Dass wir von einem digital divide sprechen ist dafür
symptomatisch.
Der Zugang
(access) zum Internet ist zum Maßstab unserer politischen
und ökonomischen Existenz geworden.
Die Aufregung betrifft weniger
eine Disziplin, die Informatik, als vielmehr die Auswirkungen einer,
wie
man früher sagte, Weltanschauung. Wie schaut die Welt heute aus?
Antwort:
digital-vernetzt, oder genauer, digital-vernetzt geteilt.
Message
2
Die
vorherige
Weltkonstruktion
war die der Newtonschen Mechanik — sein Werk "Philosophiae
naturalis
principia mathematica" erschien 1687 —, die im 20. Jahrhundert
durch
die Quantenmechanik und durch die Digitalisierung in ihrem Geltungs-
und
Wirkungsanspruch erschüttert wurde.
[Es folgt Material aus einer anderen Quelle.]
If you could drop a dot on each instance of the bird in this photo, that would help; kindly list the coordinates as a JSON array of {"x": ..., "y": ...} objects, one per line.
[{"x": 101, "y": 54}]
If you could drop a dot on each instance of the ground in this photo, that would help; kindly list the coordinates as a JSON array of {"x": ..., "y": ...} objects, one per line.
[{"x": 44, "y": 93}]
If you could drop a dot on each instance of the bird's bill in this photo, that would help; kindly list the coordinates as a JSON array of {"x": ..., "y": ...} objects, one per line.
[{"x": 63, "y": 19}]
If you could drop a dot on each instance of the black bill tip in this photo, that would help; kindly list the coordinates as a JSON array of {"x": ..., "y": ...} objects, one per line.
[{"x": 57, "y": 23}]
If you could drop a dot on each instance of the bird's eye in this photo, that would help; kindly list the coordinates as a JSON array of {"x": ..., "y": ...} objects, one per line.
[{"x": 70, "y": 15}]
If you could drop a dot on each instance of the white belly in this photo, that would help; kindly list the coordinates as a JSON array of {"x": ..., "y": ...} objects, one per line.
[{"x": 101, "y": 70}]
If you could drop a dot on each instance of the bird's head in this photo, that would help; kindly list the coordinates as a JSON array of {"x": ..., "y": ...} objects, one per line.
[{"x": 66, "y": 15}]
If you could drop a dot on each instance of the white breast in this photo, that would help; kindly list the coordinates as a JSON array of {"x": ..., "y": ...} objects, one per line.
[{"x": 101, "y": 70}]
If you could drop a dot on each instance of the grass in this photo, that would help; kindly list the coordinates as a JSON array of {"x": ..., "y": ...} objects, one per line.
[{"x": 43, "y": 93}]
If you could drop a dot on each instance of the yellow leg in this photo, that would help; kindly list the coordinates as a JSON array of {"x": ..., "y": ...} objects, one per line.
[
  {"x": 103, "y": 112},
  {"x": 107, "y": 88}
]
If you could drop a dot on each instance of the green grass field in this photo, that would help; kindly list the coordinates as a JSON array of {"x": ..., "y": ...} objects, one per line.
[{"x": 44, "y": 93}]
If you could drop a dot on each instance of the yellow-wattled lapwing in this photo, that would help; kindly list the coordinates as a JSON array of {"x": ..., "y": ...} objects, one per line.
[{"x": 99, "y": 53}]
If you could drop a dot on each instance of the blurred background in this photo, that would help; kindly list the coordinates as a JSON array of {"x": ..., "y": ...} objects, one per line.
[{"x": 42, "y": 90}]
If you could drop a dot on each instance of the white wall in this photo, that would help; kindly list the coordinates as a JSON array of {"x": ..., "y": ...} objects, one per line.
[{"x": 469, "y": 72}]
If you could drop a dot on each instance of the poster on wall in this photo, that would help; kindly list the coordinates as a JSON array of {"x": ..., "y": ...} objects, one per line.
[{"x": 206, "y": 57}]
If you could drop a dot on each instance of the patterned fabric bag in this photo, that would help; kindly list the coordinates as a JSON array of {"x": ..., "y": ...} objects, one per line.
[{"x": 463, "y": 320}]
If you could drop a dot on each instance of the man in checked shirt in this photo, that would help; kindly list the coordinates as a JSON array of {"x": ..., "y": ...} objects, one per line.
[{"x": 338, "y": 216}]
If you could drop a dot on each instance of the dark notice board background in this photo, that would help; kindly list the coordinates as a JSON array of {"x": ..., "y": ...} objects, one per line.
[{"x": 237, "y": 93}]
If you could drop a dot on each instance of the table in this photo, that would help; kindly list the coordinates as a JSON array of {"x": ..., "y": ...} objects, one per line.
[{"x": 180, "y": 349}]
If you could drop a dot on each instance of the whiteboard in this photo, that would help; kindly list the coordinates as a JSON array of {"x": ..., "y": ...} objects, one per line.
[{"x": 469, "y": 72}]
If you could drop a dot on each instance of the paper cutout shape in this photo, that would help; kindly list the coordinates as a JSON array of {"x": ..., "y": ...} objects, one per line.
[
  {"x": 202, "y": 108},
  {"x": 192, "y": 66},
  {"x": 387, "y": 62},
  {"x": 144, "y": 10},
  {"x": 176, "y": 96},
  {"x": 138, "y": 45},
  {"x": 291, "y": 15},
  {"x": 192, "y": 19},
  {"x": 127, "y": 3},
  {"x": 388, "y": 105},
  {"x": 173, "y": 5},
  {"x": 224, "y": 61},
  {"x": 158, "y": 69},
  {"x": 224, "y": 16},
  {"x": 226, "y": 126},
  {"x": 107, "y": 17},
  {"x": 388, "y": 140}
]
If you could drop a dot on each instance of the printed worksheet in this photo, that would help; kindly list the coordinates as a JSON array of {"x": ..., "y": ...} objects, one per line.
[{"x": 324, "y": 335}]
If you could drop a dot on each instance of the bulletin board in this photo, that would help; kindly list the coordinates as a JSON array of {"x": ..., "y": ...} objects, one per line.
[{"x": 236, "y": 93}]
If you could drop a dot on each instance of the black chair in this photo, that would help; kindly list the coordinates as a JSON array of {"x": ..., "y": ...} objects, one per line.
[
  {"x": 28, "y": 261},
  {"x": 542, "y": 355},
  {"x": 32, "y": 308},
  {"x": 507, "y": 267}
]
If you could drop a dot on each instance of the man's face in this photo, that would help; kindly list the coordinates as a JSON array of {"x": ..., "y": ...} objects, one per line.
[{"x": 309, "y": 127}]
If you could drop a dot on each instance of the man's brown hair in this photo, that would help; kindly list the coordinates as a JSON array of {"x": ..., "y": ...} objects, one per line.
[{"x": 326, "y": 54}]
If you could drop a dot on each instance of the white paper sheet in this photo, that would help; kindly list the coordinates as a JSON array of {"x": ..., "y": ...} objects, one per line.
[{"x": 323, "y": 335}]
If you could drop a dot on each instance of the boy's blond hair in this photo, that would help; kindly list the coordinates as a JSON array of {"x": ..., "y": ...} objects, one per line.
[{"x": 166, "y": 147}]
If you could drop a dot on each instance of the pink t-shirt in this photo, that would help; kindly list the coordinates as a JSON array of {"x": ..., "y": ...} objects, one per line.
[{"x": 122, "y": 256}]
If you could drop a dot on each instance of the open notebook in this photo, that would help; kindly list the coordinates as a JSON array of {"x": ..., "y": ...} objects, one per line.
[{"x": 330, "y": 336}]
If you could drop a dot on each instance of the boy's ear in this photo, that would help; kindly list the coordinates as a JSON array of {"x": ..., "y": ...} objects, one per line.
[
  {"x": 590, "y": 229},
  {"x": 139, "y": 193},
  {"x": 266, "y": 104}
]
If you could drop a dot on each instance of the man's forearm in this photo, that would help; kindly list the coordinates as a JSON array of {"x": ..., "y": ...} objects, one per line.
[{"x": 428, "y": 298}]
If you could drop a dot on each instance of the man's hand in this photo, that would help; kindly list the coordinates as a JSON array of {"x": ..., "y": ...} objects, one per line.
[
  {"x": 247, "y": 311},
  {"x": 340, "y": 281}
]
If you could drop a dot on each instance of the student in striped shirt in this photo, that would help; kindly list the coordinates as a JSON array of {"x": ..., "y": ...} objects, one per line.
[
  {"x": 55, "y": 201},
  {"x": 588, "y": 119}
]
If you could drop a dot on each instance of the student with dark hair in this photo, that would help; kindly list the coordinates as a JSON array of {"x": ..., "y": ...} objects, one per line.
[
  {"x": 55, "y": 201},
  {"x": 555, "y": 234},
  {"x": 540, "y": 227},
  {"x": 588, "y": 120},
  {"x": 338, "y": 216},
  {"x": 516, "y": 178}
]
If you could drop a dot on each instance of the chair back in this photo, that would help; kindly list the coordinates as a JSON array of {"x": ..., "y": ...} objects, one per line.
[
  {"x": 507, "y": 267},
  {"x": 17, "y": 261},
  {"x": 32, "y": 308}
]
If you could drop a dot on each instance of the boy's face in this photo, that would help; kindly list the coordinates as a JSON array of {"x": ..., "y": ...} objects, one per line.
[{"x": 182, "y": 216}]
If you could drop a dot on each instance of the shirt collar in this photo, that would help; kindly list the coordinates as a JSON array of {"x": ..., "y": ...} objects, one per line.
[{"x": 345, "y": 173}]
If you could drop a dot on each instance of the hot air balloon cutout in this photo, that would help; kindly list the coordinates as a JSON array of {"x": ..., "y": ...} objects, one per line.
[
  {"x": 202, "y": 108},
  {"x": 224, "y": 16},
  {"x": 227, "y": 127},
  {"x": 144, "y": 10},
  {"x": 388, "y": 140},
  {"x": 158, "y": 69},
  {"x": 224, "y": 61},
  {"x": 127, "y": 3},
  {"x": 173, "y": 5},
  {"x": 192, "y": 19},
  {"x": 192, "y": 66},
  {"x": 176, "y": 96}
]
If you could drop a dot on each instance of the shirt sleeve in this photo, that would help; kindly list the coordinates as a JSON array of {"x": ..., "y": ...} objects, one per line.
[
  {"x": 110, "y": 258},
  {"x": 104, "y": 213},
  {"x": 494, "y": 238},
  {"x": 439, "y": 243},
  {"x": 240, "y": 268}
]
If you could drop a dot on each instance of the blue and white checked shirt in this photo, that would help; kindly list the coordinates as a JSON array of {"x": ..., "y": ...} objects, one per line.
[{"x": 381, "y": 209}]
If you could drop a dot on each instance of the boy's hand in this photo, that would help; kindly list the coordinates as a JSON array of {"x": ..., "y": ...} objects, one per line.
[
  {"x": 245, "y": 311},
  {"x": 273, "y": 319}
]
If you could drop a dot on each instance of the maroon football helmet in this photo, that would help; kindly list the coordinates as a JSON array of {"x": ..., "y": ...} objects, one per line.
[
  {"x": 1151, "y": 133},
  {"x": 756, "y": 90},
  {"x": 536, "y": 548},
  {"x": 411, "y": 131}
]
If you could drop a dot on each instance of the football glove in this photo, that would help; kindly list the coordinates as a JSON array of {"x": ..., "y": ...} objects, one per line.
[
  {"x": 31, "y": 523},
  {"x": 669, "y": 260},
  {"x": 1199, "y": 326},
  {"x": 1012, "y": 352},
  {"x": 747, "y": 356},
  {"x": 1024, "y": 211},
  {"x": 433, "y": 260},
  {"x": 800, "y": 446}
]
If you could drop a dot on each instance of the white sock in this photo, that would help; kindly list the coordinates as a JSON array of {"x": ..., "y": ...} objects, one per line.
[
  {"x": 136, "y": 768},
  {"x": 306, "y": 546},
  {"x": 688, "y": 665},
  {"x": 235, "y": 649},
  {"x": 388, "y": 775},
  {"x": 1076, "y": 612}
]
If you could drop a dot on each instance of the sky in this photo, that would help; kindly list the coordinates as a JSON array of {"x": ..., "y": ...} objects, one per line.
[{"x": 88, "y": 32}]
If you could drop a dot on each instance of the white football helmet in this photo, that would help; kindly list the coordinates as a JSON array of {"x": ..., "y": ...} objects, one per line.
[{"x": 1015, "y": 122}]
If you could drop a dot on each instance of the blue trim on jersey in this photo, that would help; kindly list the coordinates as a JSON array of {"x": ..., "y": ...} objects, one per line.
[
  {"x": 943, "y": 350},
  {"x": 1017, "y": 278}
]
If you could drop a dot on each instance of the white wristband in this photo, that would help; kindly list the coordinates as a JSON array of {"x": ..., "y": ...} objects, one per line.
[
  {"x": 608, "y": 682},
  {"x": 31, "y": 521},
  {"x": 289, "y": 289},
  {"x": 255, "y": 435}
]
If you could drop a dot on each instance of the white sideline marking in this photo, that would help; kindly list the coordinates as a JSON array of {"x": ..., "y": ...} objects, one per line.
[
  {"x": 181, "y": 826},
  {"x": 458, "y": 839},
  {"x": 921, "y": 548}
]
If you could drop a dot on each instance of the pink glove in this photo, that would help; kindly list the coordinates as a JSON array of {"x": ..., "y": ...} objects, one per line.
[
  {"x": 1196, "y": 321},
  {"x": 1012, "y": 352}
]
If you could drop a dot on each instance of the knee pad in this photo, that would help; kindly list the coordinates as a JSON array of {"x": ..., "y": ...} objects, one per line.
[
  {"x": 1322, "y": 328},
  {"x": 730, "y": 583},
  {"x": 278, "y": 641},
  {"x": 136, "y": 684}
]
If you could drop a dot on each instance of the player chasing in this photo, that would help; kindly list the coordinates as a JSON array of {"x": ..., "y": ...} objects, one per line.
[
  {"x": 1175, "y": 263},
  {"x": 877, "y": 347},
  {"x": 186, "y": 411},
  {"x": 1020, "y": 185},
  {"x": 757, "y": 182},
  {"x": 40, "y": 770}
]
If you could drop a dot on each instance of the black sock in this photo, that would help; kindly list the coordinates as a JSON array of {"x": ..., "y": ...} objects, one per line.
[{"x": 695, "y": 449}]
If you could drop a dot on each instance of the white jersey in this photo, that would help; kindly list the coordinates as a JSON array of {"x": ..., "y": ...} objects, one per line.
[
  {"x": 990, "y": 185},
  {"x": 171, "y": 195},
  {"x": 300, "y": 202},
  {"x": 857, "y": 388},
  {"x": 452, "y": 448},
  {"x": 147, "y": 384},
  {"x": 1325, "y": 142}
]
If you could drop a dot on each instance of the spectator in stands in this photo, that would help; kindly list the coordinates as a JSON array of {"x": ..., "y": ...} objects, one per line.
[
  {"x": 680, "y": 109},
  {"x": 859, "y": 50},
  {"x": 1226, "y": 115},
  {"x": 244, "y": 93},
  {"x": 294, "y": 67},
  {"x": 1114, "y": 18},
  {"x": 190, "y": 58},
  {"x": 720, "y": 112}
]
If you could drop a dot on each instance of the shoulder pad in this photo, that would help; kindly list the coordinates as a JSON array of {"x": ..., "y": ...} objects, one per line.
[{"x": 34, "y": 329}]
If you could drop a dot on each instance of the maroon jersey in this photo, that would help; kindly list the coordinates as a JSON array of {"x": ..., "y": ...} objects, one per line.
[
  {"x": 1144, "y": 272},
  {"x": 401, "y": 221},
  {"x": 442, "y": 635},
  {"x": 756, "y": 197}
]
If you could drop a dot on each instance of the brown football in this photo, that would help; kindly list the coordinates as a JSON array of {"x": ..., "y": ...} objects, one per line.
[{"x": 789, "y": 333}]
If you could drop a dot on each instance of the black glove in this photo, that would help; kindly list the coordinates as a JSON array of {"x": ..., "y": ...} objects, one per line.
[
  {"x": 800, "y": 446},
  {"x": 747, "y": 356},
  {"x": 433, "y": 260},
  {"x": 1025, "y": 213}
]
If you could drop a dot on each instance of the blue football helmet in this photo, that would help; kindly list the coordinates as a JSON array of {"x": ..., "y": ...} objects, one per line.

Wie können wir existieren
innerhalb einer Weltkonstruktion, die sich durch einen in sich
geschlossenen
(immanenten) Determinismus auszeichnet?
Die theoretischen und praktischen
Herausforderungen waren gewaltig. Hume und Kant gaben jeweils eine
skeptische
und eine kritische Antwort auf die theoretische Herausforderung. Die
praktische
Antwort war die Industriegesellschaft und die neuzeitliche staatliche
Maschinerie.
Claude
Elwood Shannons Schrift
"A Mathematical Theory of Communication" (1948) stellt so etwas wie die
"Philosophiae artificialis principia informatica" dar. Sie bildet
zusammen
mit der Quantenmechanik, der "Philosophiae naturalis principia
quantica",
die Grundlage der heutigen Weltkonstruktion.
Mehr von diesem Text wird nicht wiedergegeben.